Lilly - no Dziewczyno....gratuluję 30 tygodnia...wiem, że jestes już wszystkimi dolegliwościami zmęczona, ale mnie sie wydaje, ze jeszcze niedawno miałaś 23-24 tydzień, a tu hop i 30...coraz bliżej bezpiecznego terminu
wiolka5 - kciuki za wizytę&&&& daj znać, czekamy
Lilly - a pozdrów koniecznie
Mati. jak tam jej samopoczucie?
I dołączam sie do apelu Lilly - szczęśliwe zabiegane i zapracowane Mamusie - odezwijcie się od czasu do czasu...jak tam wasza organizacja? jak Maluchy? (Magda Gdańsk - wszystko ok?, bo Ty Kochana to od porodu chyba znaku zycia nie dałaś???)

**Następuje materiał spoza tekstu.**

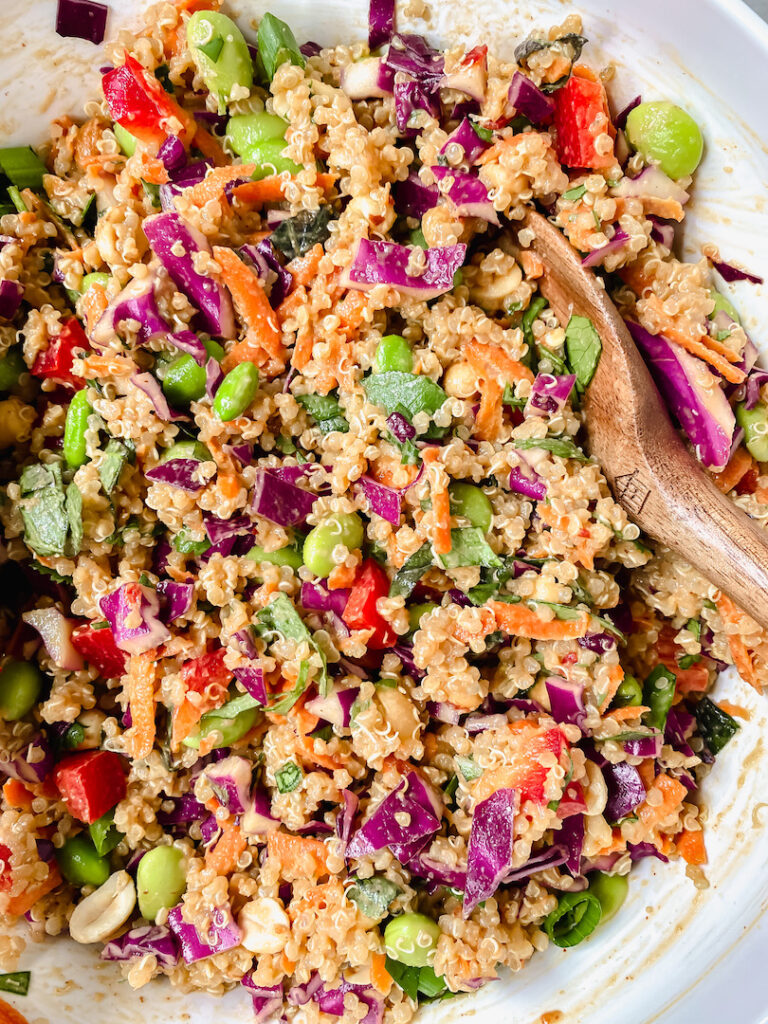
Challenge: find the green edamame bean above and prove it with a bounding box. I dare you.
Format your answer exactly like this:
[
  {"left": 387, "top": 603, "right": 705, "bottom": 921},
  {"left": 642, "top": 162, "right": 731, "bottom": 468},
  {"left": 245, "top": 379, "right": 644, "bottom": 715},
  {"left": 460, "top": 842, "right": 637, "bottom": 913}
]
[
  {"left": 186, "top": 10, "right": 253, "bottom": 110},
  {"left": 710, "top": 288, "right": 741, "bottom": 324},
  {"left": 451, "top": 482, "right": 494, "bottom": 534},
  {"left": 611, "top": 676, "right": 643, "bottom": 708},
  {"left": 80, "top": 271, "right": 112, "bottom": 295},
  {"left": 408, "top": 601, "right": 438, "bottom": 633},
  {"left": 374, "top": 334, "right": 414, "bottom": 374},
  {"left": 182, "top": 706, "right": 259, "bottom": 751},
  {"left": 590, "top": 871, "right": 630, "bottom": 924},
  {"left": 246, "top": 544, "right": 304, "bottom": 571},
  {"left": 163, "top": 354, "right": 206, "bottom": 409},
  {"left": 226, "top": 111, "right": 288, "bottom": 157},
  {"left": 63, "top": 388, "right": 93, "bottom": 469},
  {"left": 0, "top": 347, "right": 27, "bottom": 391},
  {"left": 160, "top": 441, "right": 211, "bottom": 462},
  {"left": 384, "top": 913, "right": 441, "bottom": 967},
  {"left": 626, "top": 100, "right": 703, "bottom": 180},
  {"left": 0, "top": 657, "right": 43, "bottom": 722},
  {"left": 112, "top": 121, "right": 138, "bottom": 157},
  {"left": 213, "top": 362, "right": 259, "bottom": 422},
  {"left": 304, "top": 512, "right": 365, "bottom": 579},
  {"left": 245, "top": 138, "right": 303, "bottom": 181},
  {"left": 136, "top": 846, "right": 186, "bottom": 921},
  {"left": 736, "top": 401, "right": 768, "bottom": 462},
  {"left": 56, "top": 835, "right": 110, "bottom": 886}
]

A teraz powiem Wam, ze wczoraj odebrałam wyniki (hemoglobina cały czas w górę, hehe..dopalacze w postaci gigantycznej dawki żelaza dzialają ) i miałam wizytę. Na KTG wyszły skurcze pomimo fenterolu, szyjka niby trzyma jak ostatnio, czyli to minimalne rozwarcie, ale krótka..Pan doktor powiedział, że mam brzuch MONSTRUALNYCH rozmiarów (ale dowciapny, nie??? jak sie przytyło uwaga....22 kg to musi być duzy, nie?) no i wiadomosć dnia:
w przyszłym tyg. zgłaszam sie do szpitala, odstawiamy leki i rodzę


ale smieszne uczucie powiem Wam, człowiek spodziewa sie tego momentu od 9 miesiecy a jak przyhodzi co do czego to strach, że nie wiem....
juz sama nie wiem, czego się boje - porodu, czy tego jak dam rade z dwójką????